Hagen was the first job she ever auditioned for, and she’s now leaving it behind for regular work at a bigger German company in Karlsruhe and the chance to try out the truly unmoored existence of a modern opera singer.

“I’m right now very eager to travel and see other countries and work with other people,” she said. “I don’t need to have a home right now. I’m ready to be freelance. The contract in Karlsruhe is very flexible, and they really want me to go out into the world and sing.”

Ms. Dovhan was born in 1979, in Kyiv, Ukraine, into a creative family, but one devoted more to the visual arts than to music: Her mother is an art conservator, her grandfather a sculptor and her father a ceramicist. Her parents divorced when she was young, and when her mother married an American, they moved to the United States. Stefania attended the Baltimore School for the Arts and the University of Maryland, graduating in 2002, and in 2005 got the job in Hagen, where she’s since spent almost all her time.

It won’t be easy for Ms. Dovhan to leave that familial environment, where everyone knows everyone and she can host post-premiere parties in her kitchen. She’s still learning to balance having stable relationships with the independence her schedule will soon demand. Things have been on-again, off-again with her boyfriend, a German engineering student she met at a dance party, but it’s going well at the moment, and he’ll be flying to New York for the Elixir premiere.

In Adina, she couldn’t have chosen a more different character than the despondent Donna Anna. “Adina is supposed to be bossy,” Ms. Dovhan said, “but inside of her, there is a true romantic and a woman who can love with a lot of passion. I’m enjoying doing the comedy because I’ve done a lot of tragedy. I get to be goofy and jump around a bit and laugh and move my body, so that’s a lot of fun. And at the end, she opens up and you see what she really is, this warm, beautiful person.”

Ms. Dovhan plays, in other words, the contemporary opera diva: a little imperious–she’s got to keep up appearances, after all–but ultimately friendly, a sweetheart.

“To be a diva has this negative aura around it right now,” she said. “I think when I’m onstage, I do need to be a diva, because that’s what people want to see. You stand in a certain way, there’s a certain confidence. It’s freedom also: For me, a diva is a person who is not afraid to be funny or tragic. And why do people go to the opera? To experience emotions, to be moved.”

She most admires fearlessly dramatic singers like Aprile Millo. “She’s so honest,” she said, “so true. There’s selflessness. I mean, Callas, she was a diva, but she was selfless in her singing. She was giving it, giving truth. With someone like Renée Fleming, it’s very beautiful but”–tapping her chest–”it sometimes doesn’t go inside.”
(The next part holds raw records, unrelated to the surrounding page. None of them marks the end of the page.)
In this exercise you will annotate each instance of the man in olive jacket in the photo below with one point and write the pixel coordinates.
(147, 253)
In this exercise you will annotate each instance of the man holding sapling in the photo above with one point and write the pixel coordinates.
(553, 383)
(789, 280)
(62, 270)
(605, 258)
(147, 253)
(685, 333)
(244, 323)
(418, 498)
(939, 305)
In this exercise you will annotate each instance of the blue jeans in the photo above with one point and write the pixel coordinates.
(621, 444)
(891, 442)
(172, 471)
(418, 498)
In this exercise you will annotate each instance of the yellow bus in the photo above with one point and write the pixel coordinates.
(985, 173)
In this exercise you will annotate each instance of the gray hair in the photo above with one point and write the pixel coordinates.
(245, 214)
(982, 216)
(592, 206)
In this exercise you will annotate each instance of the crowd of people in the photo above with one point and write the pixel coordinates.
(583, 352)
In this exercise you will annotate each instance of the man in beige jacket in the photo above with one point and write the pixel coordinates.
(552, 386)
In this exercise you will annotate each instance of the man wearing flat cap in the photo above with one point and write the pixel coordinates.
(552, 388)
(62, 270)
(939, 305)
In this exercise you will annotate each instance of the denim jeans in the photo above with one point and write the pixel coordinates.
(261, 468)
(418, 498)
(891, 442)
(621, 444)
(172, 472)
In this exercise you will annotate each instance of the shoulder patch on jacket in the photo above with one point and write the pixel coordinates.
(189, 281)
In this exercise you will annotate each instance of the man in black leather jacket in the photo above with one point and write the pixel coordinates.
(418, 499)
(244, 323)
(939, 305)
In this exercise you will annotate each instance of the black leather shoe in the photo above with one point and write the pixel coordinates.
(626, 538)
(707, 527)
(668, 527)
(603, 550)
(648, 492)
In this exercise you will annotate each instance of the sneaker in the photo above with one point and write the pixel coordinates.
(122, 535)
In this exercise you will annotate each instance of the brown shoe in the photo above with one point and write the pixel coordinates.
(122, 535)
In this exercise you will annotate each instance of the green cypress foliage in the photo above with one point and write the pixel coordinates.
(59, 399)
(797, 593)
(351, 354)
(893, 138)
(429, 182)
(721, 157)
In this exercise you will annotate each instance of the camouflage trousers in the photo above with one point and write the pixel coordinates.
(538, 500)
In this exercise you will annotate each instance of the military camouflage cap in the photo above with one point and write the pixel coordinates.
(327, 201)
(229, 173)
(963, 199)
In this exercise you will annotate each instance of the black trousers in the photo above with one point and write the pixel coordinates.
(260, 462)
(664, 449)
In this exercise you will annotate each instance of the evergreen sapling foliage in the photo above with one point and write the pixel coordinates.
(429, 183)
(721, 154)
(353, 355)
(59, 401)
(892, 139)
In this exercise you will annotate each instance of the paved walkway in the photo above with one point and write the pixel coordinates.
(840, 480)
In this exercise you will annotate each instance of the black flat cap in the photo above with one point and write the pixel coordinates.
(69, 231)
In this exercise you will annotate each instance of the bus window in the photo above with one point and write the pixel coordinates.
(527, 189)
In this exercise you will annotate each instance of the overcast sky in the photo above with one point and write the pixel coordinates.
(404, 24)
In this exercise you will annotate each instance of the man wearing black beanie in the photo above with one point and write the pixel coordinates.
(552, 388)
Ms. Dovhan is taking it slow, but with her rich voice and smoldering presence, she could follow in the footsteps of singers like Renata Scotto and gradually transition from lyric roles like Adina to the great roles of Puccini and Verdi. No matter what course it takes, hers is a career it will be a pleasure to watch grow.

“I love roles that have a lot of temperament in them,” she said. “I love dramatic things. I would love to go in that direction. I’m not in a rush, and I’m enjoying very much singing Mozart and Donizetti. I’m lucky because I’ve never been offered anything outside of my capability. You hear a lot of singers say, ‘Someone wants me to do Tosca.’ I’ve always had a very gradual, step-by-step program. I did Giulio Cesare, then I did Adina, then I did Rigoletto, then I did Traviata. Every year is a building block to something bigger, bigger, bigger.”